Let me guess: You forgot a hard return after the call to -egen-, so the line
continues and Stata thinks that the following -drop- is part of the -egen-
call. At least that is what the -trace- suggests...


I have been trying to implement Nick's proposition of using -egen- to  
remove unwanted ids. When I do it interatively in Stata it works  
nicely. But when I run exacly the same code from within the program I  
end up with error messages. See below.
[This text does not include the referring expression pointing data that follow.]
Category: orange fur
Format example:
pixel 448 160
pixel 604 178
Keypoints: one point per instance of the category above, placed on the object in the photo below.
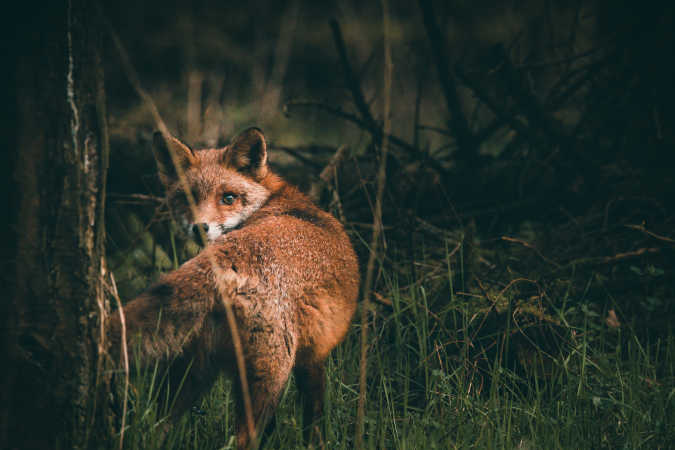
pixel 287 268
What may be the problem?

. use us_data_ret, clear

. desc

Contains data from us_data_ret.dta
   obs:    17,516,468
  vars:             5                          10 Nov 2009 07:02
  size:   525,494,040 (60.5% of memory free)
               storage  display     value
variable name   type   format      label      variable label
id              int    %8.0g                  ID
dscd            str6   %9s                    DSCD
date            float  %td
year            int    %8.0g
totalReturn     double %10.0g
Sorted by:  id  date

. egen nvalid = count(totalReturn), by(id)

. drop if nvalid < 156
(2257110 observations deleted)

When run trough a program, Stata issues the following error:
option drop not allowed

-set trace on- refuses work when implemented directly after -egen- but  
works when put before -egen- and then it shows (just the final part of  
the output):

     - capture noisily `vv' _g`fcn' `type' `dummy' = (`args') `if'  
`in' `cma' `byopt' `options'
     = capture noisily  _gcount float __000009 = (totalReturn)   ,   
by(id) drop if nvalid < 156
------------------ begin _gcount  
       - version 6, missing
       - syntax newvarname =/exp [if] [in] [, BY(varlist)]
option drop not allowed
-------------------- end _gcount  
     - global EGEN_SVarname
     - global EGEN_Varname
     - if _rc { exit _rc }
------------------------- end egen  

Again: What is going on? Why can I issue the code lines separately but  
not as part of a program? Has it something to do with the size of the  
database (-egen- takes a few second to finish.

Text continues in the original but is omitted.